After her parents' deaths, she never played again. Grandfather said girls didn't play chess. He said they had neither the intelligence, nor the patience for it. She didn't argue with him. There would have been no purpose once he'd reached his decision. In any case, her reasons for playing no longer existed so it hadn't mattered anyway.

But now...

Treyosh crawled to a nearby chair, using it to help him get back on his feet. It was a torturously awkward feat and Jill watched with a lump in her throat.

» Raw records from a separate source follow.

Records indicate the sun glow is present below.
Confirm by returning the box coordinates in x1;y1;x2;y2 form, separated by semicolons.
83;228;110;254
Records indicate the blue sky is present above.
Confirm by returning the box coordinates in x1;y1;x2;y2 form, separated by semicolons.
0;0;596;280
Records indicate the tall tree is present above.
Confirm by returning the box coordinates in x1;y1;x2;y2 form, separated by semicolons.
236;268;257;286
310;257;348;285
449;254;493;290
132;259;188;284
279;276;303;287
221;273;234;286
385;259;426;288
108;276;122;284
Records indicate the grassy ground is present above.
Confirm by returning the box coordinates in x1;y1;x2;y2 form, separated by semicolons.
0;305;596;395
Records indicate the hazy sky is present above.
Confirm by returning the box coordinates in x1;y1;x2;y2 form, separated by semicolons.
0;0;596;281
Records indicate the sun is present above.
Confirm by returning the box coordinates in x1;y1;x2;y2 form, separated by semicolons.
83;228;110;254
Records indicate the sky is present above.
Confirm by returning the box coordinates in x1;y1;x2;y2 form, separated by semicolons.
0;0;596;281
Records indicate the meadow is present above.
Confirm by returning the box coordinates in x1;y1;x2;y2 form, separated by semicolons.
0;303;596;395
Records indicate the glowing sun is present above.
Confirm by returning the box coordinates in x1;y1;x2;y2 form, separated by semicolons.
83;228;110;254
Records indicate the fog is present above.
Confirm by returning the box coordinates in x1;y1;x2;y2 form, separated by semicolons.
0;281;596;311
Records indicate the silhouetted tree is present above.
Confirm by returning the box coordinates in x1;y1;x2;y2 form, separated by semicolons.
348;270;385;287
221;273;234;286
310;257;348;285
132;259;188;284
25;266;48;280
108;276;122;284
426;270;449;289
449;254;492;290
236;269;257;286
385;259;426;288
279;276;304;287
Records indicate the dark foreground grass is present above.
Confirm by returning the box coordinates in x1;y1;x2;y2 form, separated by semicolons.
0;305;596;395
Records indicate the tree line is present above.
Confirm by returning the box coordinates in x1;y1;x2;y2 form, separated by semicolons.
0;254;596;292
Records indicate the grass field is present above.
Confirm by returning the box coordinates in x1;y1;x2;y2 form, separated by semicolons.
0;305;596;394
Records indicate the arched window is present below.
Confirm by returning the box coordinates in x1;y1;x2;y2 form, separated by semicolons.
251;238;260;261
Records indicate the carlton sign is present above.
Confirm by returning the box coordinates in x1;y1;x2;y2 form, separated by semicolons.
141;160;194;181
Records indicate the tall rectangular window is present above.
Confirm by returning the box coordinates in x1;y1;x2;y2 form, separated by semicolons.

He moved at a slow, careful pace, with every movement thoughtful and measured as if to cause him the least amount of pain. Near the end, before her death, her grandmother had been like that as well—walking as if the world moved too fast while she was too weary to catch it.

He ambled to the bedroom. Jill took his arm when it appeared he may not make the entire distance on his own. The room was enormous. A huge bay window faced the east and had it been morning, sunlight would have drenched the chamber. A brief look outside showed a sky fading gently from grey to black as the sun finished setting somewhere out of sight. Aside from another small oil lamp and a tiny, dying fire in the hearth, darkness filled the room.

This room was also full of chessboards, all in various stages of play, as if the players had left in mid-game. She and the King wove their way around the boards. The King leaned on her, patting her hand as if she were an obedient child.

"My lord King," she began tentatively, "I'd like to speak with you about—"

"Hush," he whispered. "We're here to play."

He led her to one of the chessboards. This one had been pushed to the side away from the other—nearly hidden out sight and seemingly forgotten. If the King hadn't directed her attention to it, she might never have seen it. It was set in the ready position and even in the darkness, she could tell it had sat that way for quite some time. Dust and cobwebs decorated the board and all its pieces.

They moved closer. She stopped short, taking a breath. The King ignored her, weakly pulling up a chair and sinking into it, his robes billowing about him. Hesitantly, Jill reached out to the board. She picked up her queen. Cobwebs trailed after her and she brushed away dust. Maybe she'd imagined it. Maybe...

The queen was red. Red, the color of the threads.

She went to the fire, held the piece to the flame and cleaned away any remaining dust. This can't be possible! And yet...

She flew back to the board, grabbing a handful of pieces and holding them to the light. They were all that same red. All of them! The King watched her, saying nothing. She grabbed one of his pieces. It was blue: passive, non-magical blue. She trailed her fingers across the board's surface, saw its checkered black and white pattern, and dropped all the pieces she'd been holding.